Currently, commercial Virtual Machine garbage Collection uses the Generational Collection algorithm, which has no new idea, the memory is divided into several parts based on the lifecycle of the object. Java heap is generally divided into the new generation and the old generation, so that the most appropriate collection algorithm can be used according to the characteristics of each generation.In the new generation, a large number of objects are found to die during each garbage collection, onlySmallIf the object is alive, the copy algorithm is used. You only need to pay the copy cost of a small number of surviving objects to complete the collection.
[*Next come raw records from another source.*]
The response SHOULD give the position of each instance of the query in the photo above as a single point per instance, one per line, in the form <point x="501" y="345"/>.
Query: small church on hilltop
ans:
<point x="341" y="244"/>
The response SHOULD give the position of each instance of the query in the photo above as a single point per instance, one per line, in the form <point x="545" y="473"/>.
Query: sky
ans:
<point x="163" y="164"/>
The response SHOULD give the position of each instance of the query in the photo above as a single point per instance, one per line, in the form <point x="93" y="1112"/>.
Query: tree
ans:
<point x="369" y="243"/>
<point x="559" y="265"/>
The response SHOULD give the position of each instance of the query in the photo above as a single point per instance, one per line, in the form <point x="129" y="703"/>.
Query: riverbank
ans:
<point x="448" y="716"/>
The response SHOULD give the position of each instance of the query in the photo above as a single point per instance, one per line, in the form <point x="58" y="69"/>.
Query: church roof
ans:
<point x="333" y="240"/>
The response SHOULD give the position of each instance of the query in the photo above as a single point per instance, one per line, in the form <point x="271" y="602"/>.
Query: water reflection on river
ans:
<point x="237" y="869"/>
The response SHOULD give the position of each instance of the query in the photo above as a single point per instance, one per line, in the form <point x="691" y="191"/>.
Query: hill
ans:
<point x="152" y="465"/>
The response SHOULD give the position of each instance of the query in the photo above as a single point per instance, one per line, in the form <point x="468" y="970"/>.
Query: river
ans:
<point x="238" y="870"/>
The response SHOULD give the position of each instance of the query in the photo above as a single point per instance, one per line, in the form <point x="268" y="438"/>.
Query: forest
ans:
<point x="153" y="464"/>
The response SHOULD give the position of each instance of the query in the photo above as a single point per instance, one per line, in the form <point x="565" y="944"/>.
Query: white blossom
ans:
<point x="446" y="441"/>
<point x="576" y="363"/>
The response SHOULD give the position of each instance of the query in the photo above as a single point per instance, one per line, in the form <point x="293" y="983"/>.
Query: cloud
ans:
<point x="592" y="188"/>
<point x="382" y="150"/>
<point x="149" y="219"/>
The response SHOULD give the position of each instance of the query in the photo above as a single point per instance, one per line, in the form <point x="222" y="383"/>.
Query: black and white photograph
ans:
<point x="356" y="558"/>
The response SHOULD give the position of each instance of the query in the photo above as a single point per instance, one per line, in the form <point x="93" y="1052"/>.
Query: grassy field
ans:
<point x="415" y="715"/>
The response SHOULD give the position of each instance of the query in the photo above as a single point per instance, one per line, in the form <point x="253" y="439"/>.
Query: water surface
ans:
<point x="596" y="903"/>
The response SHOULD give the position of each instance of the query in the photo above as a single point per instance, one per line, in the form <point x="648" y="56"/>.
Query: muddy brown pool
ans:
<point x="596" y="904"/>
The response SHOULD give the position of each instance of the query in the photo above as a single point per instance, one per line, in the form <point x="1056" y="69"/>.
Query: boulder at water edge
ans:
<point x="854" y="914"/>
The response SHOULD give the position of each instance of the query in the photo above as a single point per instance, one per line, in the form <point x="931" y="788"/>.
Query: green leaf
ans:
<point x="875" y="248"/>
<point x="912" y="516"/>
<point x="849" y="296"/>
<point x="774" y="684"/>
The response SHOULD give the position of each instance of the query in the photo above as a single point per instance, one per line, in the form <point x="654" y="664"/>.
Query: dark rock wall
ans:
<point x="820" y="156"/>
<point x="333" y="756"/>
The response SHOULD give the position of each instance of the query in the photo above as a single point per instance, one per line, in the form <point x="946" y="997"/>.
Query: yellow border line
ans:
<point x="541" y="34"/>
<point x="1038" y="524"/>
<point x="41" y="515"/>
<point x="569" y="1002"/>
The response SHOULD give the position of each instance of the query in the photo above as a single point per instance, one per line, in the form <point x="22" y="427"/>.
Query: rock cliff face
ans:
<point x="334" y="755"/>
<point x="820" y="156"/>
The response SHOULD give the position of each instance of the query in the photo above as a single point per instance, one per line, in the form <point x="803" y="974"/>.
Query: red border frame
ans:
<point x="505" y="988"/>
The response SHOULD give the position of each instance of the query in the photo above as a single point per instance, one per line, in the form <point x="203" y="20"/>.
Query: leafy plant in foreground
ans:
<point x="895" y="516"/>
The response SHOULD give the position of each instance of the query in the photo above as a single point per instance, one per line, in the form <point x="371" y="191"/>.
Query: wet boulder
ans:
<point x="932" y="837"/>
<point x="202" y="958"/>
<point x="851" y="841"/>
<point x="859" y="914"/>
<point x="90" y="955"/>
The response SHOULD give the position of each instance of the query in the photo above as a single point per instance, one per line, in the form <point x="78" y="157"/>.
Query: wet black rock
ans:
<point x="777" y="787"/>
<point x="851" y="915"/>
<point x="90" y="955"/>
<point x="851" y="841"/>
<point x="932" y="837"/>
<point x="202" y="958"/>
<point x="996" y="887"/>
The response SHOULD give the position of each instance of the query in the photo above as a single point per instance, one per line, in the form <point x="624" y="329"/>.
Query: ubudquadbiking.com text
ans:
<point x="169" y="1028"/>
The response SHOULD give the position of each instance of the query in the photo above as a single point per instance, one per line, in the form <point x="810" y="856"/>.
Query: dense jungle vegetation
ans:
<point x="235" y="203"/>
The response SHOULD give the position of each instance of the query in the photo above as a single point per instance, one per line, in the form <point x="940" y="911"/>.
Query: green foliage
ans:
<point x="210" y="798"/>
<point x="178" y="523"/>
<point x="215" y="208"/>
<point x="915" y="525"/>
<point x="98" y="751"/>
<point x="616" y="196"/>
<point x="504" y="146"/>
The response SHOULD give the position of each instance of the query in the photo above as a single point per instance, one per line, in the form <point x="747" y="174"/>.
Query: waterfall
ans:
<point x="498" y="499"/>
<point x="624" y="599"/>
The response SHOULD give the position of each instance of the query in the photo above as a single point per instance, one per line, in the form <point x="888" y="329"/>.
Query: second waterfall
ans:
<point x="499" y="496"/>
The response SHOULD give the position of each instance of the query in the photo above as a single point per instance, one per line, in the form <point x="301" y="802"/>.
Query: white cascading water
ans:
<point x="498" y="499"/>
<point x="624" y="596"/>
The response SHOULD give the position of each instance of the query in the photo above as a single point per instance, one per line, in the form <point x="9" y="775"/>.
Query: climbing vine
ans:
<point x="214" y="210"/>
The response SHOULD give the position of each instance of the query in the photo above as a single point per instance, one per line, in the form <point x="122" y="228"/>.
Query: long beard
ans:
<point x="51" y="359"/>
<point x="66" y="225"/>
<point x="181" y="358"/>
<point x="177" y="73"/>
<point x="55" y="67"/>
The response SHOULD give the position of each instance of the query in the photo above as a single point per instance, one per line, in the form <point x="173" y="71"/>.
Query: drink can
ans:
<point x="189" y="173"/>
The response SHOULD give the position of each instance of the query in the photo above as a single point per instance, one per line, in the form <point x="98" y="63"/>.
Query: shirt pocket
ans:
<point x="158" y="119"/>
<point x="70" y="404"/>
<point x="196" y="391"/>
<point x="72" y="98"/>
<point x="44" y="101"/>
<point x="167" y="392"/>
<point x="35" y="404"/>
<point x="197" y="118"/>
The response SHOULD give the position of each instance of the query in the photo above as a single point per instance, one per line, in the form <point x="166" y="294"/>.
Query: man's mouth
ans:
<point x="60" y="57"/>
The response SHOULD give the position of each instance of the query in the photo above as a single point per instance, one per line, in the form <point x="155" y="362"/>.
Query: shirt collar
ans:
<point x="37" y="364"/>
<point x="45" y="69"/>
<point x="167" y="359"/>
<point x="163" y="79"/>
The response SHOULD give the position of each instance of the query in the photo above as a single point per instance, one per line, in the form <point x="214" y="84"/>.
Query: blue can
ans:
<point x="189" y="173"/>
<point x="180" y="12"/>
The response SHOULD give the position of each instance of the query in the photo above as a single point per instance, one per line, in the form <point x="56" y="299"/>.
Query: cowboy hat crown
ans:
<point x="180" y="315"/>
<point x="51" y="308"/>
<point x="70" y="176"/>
In the old age, because the object has a high survival rate and no extra space to allocate a guarantee for it, you must use the "tag-clean" or "tag-sort" algorithm for recovery.

 

Garbage Collector

  If the collection algorithm is the method of memory collection, the garbage collector is the specific implementation of memory collection.Java Virtual Machine specifications have no rules on how to implement the Garbage Collector. Therefore, the garbage collector provided by different vendors and virtual machines of different versions may be very different, in addition, parameters are generally provided for you to combine the collectors used in various years based on your application characteristics and requirements. The collectors discussed here are based on Sun HotSpot virtual machine version 1.6 Update 22, which contains 3-5 collectors.

        

 

Contact Us

The content source of this page is from Internet, which doesn't represent Alibaba Cloud's opinion; products and services mentioned on that page don't have any relationship with Alibaba Cloud. If the content of the page makes you feel confusing, please write us an email, we will handle the problem within 5 days after receiving your email.

If you find any instances of plagiarism from the community, please send an email to: info-contact@alibabacloud.com and provide relevant evidence. A staff member will contact you within 5 working days.

A Free Trial That Lets You Build Big!

Start building with 50+ products and up to 12 months usage for Elastic Compute Service

  • Sales Support

    1 on 1 presale consultation

  • After-Sales Support

    24/7 Technical Support 6 Free Tickets per Quarter Faster Response

  • Alibaba Cloud offers highly flexible support services tailored to meet your exact needs.